Wireless Power and the Future of Electronics

Scientists at Clemson’s Nanomaterials Institute are working on a new form of wireless power. Using a green energy source called triboelectricity, researchers believe they are drawing closer to the day that we can all bid goodbye to wire chargers.

Back in March of 2017, scientists unveiled a remarkably simple triboelectric nanogenerator named U-TENG. The tiny device was made of plastic and tape. How could such a creation manage to generate electricity? By harnessing the power of motions and vibrations. Two materials are brought together (like when you tap your feet on the ground or clap your hands together). These actions generate voltage which is detected through a wired, external circuit. The electrical energy generated through this action can then be stored in a capacitor or battery.

Fast forward nine months later, when scientists reveal that they have finally created a wireless TENG. Known as the W-TENG, this device relies on materials that are dramatically opposite in their affinity for electrons. This allows them to generate a voltage when they come into contact.The upgraded version saw plastic replaced with a multipart fiber made of graphene, as well as a biodegradable polymer called polylactic acid. Polylactic acid excels at separating positive and negative charges, but is only mediocre at conducting electricity. That’s where the graphene comes to the rescue. The tape was swapped out as well, this time for Teflon — yes, the same compound you find coating your favorite nonstick pans.

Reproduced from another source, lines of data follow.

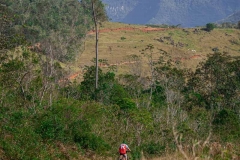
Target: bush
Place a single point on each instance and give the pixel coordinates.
(91, 141)
(154, 148)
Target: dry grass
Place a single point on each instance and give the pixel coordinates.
(117, 44)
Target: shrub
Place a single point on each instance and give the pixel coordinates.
(154, 148)
(91, 141)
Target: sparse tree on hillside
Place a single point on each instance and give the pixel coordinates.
(210, 27)
(98, 16)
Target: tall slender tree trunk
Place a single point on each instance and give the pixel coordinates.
(96, 45)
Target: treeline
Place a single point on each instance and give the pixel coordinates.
(196, 113)
(54, 28)
(166, 110)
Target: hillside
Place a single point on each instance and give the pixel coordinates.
(188, 13)
(233, 18)
(159, 90)
(118, 42)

After assembling the components (and with a little help from a 3-D printer, scientists ended up with a truly remarkable device. The W-TENG can generate up to 3,000 volts of electricity. That’s enough to charge 25 standard electrical outlets. Due to the high voltage, the device generates its own electric field which can be sensed wirelessly. As if that isn’t impressive enough, the W-TENG’s electrical energy can be stored wirelessly as well in batteries and capacitors.

“It cannot only give you energy, but you can use the electric field also as an actuated remote. For example, you can tap the W-TENG and use its electric field as a ‘button’ to open your garage door, or you could activate a security system — all without a battery, passively and wirelessly.”

Sai Sunil Mallineni, the first author of the study and a Ph.D. student in physics and astronomy

The wireless applications for this sort of technology are virtually endless. Currently the scientists are working to patent their new creation. They are also meeting with industrial partners to begin the process of integrating W-TENG into a variety of useful energy applications.